I did not, but I have my doubts as to whether he was made to do it or if he truly meant it. I tend to believe in the former because it's always accompanied by "stepping back for a while" and "get help on how to behave better". Seems like a standard procedure after somebody manages to overpower you (in whatever hierarchy they have there).

Were cursing and expletives necessary? Absolutely no. They don't drive any point forward.

But: is showing people the door when they are entitled or unprofessional necessary? Very, very much yes.

Feel free to read into the article as your beliefs incline you to. I've known many people like Linus and they don't get "change of hearts". They simply get sick and tired of being misunderstood and just remove themselves from the situations that cause it.

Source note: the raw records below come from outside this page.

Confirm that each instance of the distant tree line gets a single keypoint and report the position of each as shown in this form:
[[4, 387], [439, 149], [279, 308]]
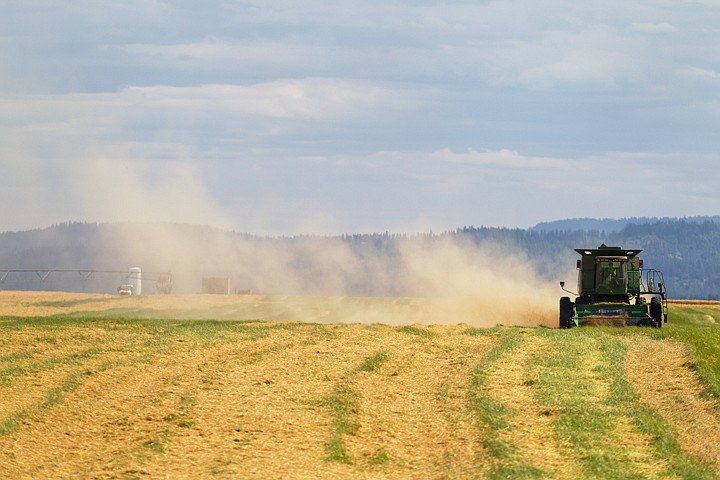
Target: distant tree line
[[687, 251]]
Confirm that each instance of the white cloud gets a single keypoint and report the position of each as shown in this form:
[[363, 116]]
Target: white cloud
[[663, 27]]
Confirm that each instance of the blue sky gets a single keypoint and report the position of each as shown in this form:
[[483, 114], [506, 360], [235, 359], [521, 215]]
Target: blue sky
[[286, 117]]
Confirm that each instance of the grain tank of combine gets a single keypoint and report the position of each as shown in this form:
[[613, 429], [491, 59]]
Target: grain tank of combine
[[614, 289]]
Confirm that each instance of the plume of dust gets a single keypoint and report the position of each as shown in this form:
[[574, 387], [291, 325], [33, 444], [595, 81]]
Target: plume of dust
[[481, 286], [426, 280]]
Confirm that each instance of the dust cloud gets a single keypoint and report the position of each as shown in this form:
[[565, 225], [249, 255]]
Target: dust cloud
[[426, 279], [420, 279]]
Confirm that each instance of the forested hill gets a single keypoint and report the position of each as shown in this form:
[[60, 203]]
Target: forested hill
[[687, 251]]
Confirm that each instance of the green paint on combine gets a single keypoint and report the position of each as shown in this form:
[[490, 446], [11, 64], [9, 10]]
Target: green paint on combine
[[614, 289]]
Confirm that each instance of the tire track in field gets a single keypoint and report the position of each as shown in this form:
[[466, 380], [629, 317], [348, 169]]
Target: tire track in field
[[414, 414], [114, 422], [659, 373], [530, 424], [263, 417]]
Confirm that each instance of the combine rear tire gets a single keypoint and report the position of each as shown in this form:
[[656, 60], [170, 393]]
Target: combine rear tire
[[656, 311], [567, 312]]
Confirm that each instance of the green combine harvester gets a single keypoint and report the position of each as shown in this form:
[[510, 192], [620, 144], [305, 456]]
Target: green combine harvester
[[614, 289]]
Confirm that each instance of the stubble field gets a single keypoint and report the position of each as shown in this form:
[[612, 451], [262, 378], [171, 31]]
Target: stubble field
[[95, 386]]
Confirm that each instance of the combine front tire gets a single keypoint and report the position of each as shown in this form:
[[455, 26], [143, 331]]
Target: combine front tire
[[656, 311], [567, 312]]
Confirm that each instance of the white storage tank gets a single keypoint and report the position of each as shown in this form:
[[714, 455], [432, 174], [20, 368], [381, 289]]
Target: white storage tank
[[135, 279]]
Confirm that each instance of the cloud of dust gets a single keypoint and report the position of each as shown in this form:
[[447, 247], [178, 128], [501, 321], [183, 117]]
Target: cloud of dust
[[417, 279]]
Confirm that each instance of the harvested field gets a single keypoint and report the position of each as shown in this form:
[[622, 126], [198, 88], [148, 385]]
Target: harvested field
[[234, 387]]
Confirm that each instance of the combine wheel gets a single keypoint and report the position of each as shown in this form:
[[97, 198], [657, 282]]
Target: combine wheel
[[656, 311], [567, 312]]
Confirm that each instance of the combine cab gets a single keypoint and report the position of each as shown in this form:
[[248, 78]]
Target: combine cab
[[614, 289]]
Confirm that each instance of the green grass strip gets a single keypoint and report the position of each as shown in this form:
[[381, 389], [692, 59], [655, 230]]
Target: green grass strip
[[344, 406], [587, 422], [493, 414]]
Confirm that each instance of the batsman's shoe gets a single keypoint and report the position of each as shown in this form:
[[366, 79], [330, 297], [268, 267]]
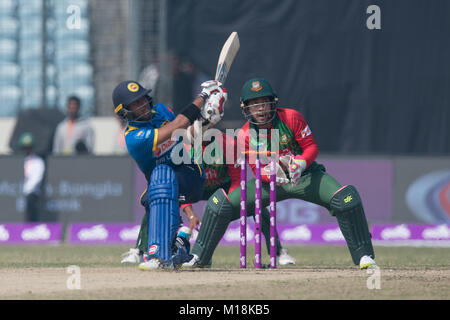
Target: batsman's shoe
[[177, 260], [192, 263], [366, 262], [131, 256], [152, 264], [284, 258]]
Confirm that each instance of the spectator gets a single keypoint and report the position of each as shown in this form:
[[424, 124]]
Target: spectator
[[34, 169], [74, 135]]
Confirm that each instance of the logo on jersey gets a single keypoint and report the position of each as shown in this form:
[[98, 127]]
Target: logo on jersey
[[152, 250], [306, 132], [164, 147], [140, 134], [256, 86], [133, 87]]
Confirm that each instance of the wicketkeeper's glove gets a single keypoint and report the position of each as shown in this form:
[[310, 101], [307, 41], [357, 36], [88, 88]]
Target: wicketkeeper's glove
[[295, 166]]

V_Terranova_Jr|2 years ago

There's more to the Linus-style jerk phenomenon than just telling entitled people to piss off (I would be reluctant to call that being a jerk if that's all it was). See https://news.ycombinator.com/item?id=33058906 for an example thread and associated comments. If you're just ranting or passing off subjective POVs as truth and obvious and those disagreeing with you as doing so out of incompetence or malfeasance, that isn't being direct, honest, or straight to the point. It's being a dick.

I've seen brilliant colleagues for whom I have the utmost technical admiration completely fail to improve bad designs implemented by others, because the brilliant person was so dickish about how they communicated to others.